Consider Christ. He suffered the sinful rage of man and the holy justice of God, for He bore our sins (Isa. 53:3, 5–6). He has the power to give us the grace to bear our sufferings (Heb. 2:18). Child of God, Jesus is with you in your pain, and He never ceases to intercede for you (7:25). He understands how you feel, for He also suffered deeply (4:15).
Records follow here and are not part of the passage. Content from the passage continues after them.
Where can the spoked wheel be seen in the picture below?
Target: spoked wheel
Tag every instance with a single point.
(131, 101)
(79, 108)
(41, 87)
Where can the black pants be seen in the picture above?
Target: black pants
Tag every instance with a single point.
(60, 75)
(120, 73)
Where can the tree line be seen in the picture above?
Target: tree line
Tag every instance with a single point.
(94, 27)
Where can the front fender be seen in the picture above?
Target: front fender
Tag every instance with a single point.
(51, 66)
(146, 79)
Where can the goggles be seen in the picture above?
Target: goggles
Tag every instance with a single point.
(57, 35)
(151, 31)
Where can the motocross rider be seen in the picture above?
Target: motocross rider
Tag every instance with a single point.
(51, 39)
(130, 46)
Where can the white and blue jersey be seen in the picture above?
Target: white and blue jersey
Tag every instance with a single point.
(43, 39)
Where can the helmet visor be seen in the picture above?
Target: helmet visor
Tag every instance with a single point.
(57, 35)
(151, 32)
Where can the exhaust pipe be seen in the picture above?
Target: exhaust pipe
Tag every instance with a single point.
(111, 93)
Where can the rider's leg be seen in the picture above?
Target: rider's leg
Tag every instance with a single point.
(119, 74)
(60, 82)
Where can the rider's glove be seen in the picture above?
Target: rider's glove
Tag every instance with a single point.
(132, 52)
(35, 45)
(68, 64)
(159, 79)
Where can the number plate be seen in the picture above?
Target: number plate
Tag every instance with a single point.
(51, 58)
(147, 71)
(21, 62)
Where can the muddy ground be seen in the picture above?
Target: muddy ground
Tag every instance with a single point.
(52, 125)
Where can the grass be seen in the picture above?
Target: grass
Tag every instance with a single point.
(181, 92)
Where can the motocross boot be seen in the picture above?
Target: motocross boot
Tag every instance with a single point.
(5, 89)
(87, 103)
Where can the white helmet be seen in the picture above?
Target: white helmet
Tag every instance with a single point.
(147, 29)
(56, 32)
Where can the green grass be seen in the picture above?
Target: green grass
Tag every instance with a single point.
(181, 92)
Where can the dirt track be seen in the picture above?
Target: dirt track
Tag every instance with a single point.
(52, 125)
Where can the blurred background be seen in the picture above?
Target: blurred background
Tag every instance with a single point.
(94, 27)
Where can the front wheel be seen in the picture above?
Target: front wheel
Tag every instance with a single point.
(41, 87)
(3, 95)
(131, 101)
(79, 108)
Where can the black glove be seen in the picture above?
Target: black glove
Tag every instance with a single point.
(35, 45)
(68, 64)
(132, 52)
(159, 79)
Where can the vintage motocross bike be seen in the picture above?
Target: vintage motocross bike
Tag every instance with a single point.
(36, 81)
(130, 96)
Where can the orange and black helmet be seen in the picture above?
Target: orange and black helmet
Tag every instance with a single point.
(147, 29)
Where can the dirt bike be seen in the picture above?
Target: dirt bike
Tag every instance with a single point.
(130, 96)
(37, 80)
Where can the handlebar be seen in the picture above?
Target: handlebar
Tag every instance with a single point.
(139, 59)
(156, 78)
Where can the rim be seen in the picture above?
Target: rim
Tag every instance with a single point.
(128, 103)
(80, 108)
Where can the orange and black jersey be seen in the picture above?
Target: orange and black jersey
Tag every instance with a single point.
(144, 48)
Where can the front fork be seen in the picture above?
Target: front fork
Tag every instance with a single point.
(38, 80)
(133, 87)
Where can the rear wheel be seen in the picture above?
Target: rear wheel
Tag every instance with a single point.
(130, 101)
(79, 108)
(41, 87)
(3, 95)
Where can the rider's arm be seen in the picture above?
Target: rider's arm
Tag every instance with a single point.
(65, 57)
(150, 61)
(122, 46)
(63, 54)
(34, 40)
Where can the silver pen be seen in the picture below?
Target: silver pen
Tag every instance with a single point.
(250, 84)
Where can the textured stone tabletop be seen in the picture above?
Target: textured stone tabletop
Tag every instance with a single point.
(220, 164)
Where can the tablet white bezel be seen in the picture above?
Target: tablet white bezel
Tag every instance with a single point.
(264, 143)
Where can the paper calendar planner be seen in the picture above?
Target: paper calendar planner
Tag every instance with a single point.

Even if you were to lose everything, the Lord will be your portion, and He is the best portion of all (Ps. 73:25–26). O believer, as much as your affliction may pierce and break you, would it not be worth it if it makes you more like Christ so that you may know and enjoy Him in a far greater way? Fix your eyes upon Jesus and follow Him. (For more on this subject, see my, “Consider Christ in Affliction” , at the Reformation21 blog.)
- Dear afflicted believer, wait on the Lord.
In the end, no answers given in this world are sufficient. But Christians are pilgrims on their way to meet Him who is the Answer. Trust Him, submit to His will, and hope that He will make all things right. “Wait on the Lord: be of good courage, and he shall strengthen thine heart: wait, I say, on the Lord” (Ps. 27:14). Learn by grace to say with Job in your darkest hour, “The Lord gave, and the Lord hath taken away; blessed be the name of the Lord” (Job 1:21). Though the righteous suffer many afflictions, the Lord is near to the broken-hearted and He will save those who trust in Him (Ps. 34:18–19). And in due time, you will see His glory (John 17:24).